What is Neoadjuvant Therapy? 

Neoadjuvant therapy is treatment given before the main treatment, usually surgery, to shrink a tumour and improve the chances of a successful outcome. It can include chemotherapy, radiation, hormone therapy, or targeted treatments. This approach helps make tumours easier to remove, may allow less invasive surgery, and can also begin treating cancer that may have spread. Commonly used in breast, rectal, lung, and oesophageal cancers, neoadjuvant therapy also helps doctors assess how well the cancer responds to the treatment.

The main purpose of the Neoadjuvant therapy in India is: 

  • Reduce the tumour size before surgery or radiation.
  • Improve surgical outcomes, possibly allowing less invasive procedures.
  • Treat micrometastases (tiny cancer spreads not yet visible on scans).
  • Assess tumour response to therapy early on.

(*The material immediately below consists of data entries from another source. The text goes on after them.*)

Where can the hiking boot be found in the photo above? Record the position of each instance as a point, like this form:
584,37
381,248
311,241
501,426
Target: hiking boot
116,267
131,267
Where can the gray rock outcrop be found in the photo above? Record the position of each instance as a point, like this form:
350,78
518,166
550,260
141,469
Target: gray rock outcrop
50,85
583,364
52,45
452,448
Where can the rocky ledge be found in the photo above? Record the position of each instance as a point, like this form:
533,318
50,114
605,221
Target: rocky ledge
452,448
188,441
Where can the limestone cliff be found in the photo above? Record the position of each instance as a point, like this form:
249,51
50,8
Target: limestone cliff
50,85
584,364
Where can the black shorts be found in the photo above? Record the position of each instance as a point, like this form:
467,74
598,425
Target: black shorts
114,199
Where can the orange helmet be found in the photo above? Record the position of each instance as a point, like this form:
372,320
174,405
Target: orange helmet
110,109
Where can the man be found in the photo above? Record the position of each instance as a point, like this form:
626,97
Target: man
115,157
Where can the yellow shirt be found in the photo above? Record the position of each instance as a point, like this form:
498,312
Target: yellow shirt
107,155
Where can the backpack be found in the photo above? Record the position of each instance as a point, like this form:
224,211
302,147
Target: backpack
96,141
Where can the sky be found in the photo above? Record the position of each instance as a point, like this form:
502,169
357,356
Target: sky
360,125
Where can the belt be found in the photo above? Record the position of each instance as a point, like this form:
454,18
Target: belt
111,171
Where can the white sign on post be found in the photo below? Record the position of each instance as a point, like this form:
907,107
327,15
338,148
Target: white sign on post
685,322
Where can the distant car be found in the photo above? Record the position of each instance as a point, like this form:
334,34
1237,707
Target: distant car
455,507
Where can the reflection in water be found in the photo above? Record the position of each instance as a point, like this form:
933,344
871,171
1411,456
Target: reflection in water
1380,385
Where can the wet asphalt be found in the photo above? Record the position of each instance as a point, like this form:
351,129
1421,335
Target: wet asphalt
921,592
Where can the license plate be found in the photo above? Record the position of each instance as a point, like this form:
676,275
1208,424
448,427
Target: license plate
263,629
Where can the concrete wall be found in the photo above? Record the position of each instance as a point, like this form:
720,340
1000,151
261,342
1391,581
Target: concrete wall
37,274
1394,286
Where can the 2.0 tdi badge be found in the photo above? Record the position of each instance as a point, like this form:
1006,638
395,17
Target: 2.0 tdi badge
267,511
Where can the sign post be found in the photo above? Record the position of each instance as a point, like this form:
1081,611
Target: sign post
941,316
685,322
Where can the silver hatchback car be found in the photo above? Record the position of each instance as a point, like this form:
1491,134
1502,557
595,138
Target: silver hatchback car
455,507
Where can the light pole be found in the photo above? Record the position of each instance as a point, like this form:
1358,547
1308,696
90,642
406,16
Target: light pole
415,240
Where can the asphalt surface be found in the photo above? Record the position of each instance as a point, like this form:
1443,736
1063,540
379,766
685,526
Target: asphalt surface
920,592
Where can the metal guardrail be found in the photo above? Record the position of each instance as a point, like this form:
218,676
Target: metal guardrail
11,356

All Details About Application of Neoadjuvant Therapy in India 

It enables patients with locally advanced laryngeal cancer to have their vocal function preserved. Many patients with rectal cancer can avoid permanent colostomy after undergoing this approach. In addition, in certain cancers, neoadjuvant therapy may improve long-term survival. Recent years have seen an increase in the popularity of this treatment technique. The number of clinical trials on this topic published from 2000 to 2003 exceeded the number published during the entire previous decade.

This review summarises the outcomes of neoadjuvant therapy for common malignant solid tumours. Since many patients rely on non-oncologists for guidance and support during cancer treatment, understanding the rationale and benefit of neoadjuvant therapy may aid primary care physicians in providing support and encouragement to their patients, ultimately improving care and treatment outcomes. The effect of neoadjuvant therapy can be delineated by comparing it with main therapy alone, or in some cancers, with main therapy plus adjuvant therapy, an adjunctive therapy given after the main treatment modality. This review, organised by organ of primary cancer, puts emphasis on long-term survival and organ preservation based on large phase III randomised, controlled trials.

Neoadjuvant Therapy for Breast Cancer
Neoadjuvant therapy for breast cancer is given before surgery to shrink the tumour and make it easier to remove. It often includes chemotherapy, hormone therapy, or targeted drugs, depending on the cancer type. This approach can help preserve breast tissue, allowing for breast-conserving surgery instead of mastectomy. It also helps assess how well the cancer responds to treatment, guiding further care. Neoadjuvant therapy is especially useful in aggressive or large tumours, triple-negative, or HER2-positive breast cancers.
Neoadjuvant Therapy for Rectal Cancer
Neoadjuvant therapy for rectal cancer is typically a combination of chemotherapy and radiation given before surgery. Its main goal is to shrink the tumour, reduce local spread, and improve the chances of complete surgical removal. This approach also lowers the risk of cancer coming back in the pelvic area. In some cases, it may even allow for less invasive surgery or preserve bowel function. Neoadjuvant therapy is especially beneficial in locally advanced rectal cancers to improve long-term outcomes and survival.
Neoadjuvant Therapy in Bladder Cancer
Neoadjuvant therapy in bladder cancer involves giving chemotherapy before surgery, usually before a radical cystectomy. It helps shrink the tumour, kill hidden cancer cells, and improve survival rates. This approach is especially effective in muscle-invasive bladder cancer, where the disease has spread into the bladder wall. By starting treatment early, doctors can better assess the cancer’s response and plan further care. Studies show that neoadjuvant chemotherapy can increase the chances of a complete pathological response and reduce the risk of recurrence.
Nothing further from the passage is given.